3) What midfield combination can stop the Silvas from controlling the game?
Whichever option Mourinho chooses, at some point the game will settle and the hosts will enjoy long periods of possession, at which point we have to ask: is there any configuration of the Man Utd midfield capable of controlling David and Bernardo Silva?
Marouane Fellaini surely deserves a start after his game-changing cameo in Turin, which probably means Mourinho will deploy a 4-3-3 with Fellaini, Nemanja Matic and Paul Pogba in the middle. The concern for United fans is that Matic’s poor form will allow both Silvas to dance into space in central attacking midfield, as David Brooks did so easily at Bournemouth a week ago. It didn’t take much movement for Brooks to lose Matic, a shadow of his former self this season.
Still trying to work out what Matic brings to United. He is pedestrian, doesn't pass the ball forward and the new trend of diminutive midfielder such as Maddison, Brooks etc run rings around him. We need someone more dynamic #MUFC
— Luke Clark (@LukeClark1) November 4, 2018
To United’s left, Bernardo Silva’s weaving runs through the middle have added a new dimension to the City attack, and it is hard to imagine the ever-roaming Pogba getting to grips with the Portuguese. To the right, the threat of Benjamin Mendy’s crosses could pull Fellaini out of the middle.
4) Will movement of Sane and Sterling prove too much for Young and Shaw?
Even if United can restrict the influence of the Silvas, there is a mismatch on the flanks that should allow City to go about their usual business. Guardiola’s favourite line of attack is to slide through balls in between the full-back and centre-back, from which point an under-lapping winger can cut the ball back across goal for a tap in at the far post.
Stopping Leroy Sane and Raheem Sterling is almost impossible, and yet United will have to do this with arguably the two weakest full-backs in the top six. Luke Shaw is frequently caught ball-watching, either losing his runner or simply standing five yards out of position, while Ashley Young showed at Bournemouth why he isn’t a natural right back. Ryan Fraser burst past him with ease, with Juan Mata’s lack of defensive support allowing Charlie Daniels to create a two-on-one down that flank.
When United are under the cosh, they will essentially have a flat back six in an attempt to control City’s wing play. However, the hosts are very patient, recycling the ball in harmless areas before suddenly switching play and exposing the slightest chink in the armour. Young and Shaw will need to have the game of their lives.
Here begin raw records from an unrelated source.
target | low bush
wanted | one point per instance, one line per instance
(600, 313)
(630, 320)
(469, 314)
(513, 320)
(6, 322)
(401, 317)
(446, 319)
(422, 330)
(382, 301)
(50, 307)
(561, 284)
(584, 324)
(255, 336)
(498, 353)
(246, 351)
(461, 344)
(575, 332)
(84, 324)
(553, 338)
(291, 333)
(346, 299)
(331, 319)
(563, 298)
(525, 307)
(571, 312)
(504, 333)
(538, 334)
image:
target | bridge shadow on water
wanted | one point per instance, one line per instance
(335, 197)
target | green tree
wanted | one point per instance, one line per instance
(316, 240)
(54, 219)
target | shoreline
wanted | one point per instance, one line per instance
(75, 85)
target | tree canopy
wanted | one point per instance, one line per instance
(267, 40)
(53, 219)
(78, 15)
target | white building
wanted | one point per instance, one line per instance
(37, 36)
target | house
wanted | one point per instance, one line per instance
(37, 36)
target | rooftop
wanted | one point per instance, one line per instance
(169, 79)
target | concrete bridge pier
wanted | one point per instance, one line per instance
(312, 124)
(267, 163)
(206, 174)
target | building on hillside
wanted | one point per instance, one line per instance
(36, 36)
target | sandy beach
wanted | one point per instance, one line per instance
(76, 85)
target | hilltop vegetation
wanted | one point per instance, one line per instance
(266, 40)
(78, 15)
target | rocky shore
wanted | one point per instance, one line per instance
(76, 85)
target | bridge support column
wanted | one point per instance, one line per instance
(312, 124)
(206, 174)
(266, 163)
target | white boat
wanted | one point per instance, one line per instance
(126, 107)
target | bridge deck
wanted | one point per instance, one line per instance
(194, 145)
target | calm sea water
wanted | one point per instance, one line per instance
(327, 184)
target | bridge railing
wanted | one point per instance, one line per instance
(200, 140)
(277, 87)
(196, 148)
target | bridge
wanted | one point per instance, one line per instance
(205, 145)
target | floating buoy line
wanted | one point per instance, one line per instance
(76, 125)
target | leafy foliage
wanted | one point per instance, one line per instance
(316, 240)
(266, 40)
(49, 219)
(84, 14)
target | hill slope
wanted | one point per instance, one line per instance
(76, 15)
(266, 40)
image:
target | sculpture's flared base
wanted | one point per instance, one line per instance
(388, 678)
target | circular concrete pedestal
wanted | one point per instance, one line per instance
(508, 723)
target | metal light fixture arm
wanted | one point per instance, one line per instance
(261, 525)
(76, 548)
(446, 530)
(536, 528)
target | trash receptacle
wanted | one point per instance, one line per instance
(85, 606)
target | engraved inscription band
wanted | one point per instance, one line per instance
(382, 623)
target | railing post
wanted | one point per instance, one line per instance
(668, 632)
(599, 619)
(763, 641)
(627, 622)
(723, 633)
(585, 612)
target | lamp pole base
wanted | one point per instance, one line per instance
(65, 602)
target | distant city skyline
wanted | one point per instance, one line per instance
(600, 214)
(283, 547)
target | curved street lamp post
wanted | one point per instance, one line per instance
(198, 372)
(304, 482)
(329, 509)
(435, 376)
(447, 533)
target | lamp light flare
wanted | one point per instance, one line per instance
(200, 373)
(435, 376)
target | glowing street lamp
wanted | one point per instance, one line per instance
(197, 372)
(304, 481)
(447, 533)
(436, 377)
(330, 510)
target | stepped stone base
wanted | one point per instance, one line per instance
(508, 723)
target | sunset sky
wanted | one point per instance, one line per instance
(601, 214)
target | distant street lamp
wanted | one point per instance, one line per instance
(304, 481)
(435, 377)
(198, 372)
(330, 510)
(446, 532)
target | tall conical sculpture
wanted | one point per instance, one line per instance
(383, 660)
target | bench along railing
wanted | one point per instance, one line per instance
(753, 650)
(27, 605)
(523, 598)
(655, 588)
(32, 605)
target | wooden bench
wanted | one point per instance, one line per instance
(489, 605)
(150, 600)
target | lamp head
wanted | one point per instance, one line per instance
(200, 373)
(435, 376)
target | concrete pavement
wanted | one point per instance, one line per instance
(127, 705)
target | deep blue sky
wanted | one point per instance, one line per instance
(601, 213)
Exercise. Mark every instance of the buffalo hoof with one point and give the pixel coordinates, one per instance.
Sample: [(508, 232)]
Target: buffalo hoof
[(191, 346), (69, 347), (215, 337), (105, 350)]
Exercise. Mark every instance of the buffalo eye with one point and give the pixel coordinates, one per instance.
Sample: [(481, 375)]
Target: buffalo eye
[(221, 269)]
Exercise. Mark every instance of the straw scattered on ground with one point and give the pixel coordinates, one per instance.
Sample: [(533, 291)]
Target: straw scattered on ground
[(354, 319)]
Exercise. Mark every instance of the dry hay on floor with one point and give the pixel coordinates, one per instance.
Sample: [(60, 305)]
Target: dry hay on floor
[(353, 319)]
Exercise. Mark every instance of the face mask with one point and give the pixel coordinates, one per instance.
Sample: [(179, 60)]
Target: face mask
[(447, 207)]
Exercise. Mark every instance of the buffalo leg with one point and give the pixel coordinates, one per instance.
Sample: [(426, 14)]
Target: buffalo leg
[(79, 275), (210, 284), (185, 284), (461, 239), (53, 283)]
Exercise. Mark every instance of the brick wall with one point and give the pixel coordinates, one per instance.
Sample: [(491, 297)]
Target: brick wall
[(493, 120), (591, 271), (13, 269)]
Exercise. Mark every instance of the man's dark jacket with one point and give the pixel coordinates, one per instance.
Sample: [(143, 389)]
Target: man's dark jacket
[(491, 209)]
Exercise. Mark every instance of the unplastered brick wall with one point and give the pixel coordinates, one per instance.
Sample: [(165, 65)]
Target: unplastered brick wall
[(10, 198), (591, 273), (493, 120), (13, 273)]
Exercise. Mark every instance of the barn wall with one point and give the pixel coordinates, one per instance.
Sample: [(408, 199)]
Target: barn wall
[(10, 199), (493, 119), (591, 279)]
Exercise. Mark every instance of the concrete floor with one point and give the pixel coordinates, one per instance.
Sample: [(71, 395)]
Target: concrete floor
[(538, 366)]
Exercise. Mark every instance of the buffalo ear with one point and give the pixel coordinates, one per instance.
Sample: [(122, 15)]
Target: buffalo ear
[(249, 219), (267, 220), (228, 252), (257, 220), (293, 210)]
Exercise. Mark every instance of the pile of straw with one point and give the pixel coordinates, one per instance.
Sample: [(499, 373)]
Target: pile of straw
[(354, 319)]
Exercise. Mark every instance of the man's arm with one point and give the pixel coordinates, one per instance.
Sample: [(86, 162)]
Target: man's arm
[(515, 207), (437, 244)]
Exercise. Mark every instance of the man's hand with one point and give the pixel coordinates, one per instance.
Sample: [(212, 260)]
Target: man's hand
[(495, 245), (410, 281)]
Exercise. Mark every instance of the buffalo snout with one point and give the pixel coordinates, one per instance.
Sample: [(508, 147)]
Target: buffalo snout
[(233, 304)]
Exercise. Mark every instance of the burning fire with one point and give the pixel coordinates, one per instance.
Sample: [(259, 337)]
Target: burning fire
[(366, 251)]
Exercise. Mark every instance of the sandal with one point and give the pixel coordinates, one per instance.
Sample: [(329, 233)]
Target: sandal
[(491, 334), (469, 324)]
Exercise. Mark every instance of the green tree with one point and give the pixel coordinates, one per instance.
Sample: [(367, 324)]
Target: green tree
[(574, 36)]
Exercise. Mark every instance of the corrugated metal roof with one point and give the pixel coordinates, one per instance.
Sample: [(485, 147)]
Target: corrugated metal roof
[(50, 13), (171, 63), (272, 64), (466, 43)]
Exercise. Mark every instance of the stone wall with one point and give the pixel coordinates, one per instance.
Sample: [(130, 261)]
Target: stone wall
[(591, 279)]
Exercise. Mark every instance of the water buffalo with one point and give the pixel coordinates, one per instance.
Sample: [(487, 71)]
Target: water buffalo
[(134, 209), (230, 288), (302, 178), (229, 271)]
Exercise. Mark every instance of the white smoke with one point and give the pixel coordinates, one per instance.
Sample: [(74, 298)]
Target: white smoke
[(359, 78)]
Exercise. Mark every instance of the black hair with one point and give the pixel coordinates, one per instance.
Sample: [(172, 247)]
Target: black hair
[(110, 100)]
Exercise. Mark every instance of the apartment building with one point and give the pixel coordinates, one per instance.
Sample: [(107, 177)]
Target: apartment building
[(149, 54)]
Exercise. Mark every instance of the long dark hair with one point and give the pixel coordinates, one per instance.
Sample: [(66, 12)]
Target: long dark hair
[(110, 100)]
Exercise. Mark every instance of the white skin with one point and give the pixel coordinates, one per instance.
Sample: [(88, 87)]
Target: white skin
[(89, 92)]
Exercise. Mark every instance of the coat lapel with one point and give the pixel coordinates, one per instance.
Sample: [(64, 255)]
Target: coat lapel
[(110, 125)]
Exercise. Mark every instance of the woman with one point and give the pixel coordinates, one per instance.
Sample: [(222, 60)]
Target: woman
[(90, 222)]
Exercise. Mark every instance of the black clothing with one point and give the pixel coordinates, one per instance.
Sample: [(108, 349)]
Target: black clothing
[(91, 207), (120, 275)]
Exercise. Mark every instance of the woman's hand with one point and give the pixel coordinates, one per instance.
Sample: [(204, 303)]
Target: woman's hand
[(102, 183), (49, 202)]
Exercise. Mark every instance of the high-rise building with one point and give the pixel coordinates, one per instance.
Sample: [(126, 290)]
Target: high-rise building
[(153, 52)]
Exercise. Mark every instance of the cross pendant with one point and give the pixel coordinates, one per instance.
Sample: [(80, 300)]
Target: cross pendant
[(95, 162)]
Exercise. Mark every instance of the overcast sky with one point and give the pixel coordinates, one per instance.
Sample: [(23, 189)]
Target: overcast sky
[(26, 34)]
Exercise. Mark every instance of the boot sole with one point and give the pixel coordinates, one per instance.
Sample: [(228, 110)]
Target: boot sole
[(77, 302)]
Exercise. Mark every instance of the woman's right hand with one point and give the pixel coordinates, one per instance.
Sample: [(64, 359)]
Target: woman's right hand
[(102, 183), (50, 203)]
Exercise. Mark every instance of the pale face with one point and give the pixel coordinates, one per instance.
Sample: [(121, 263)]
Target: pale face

5) Can Bernardo Silva cope with Pogba and Martial on the counter?
Anthony Martial’s form is United’s best chance of scoring on the counter-attack, not least because – with Pogba’s support – he is on a potentially under-stocked side of the pitch. Bernardo Silva still struggles with his defensive responsibilities, opening up a pocket of space for Pogba, while Kyle Walker’s positioning could give Martial an edge.
"Lingard’s inside movements from the right helped Pogba create a more effective link with Martial in the second half."
Tactical analysis: Juventus 1-2 Manchester United
— The Coaches’ Voice (@CoachesVoice) November 9, 2018
Particularly in big games, Guardiola instructs Walker to form part of a back three when City have the ball, although the England international is also expected to step up and act as a defensive midfielder alongside Fernandinho when necessary. Consequently the threat of Pogba and Martial together could force Walker up and out of position, opening up a channel for the French winger. It isn’t exactly a flaw for United to exploit, but a foot race on this side is about as good as it gets for the visitors.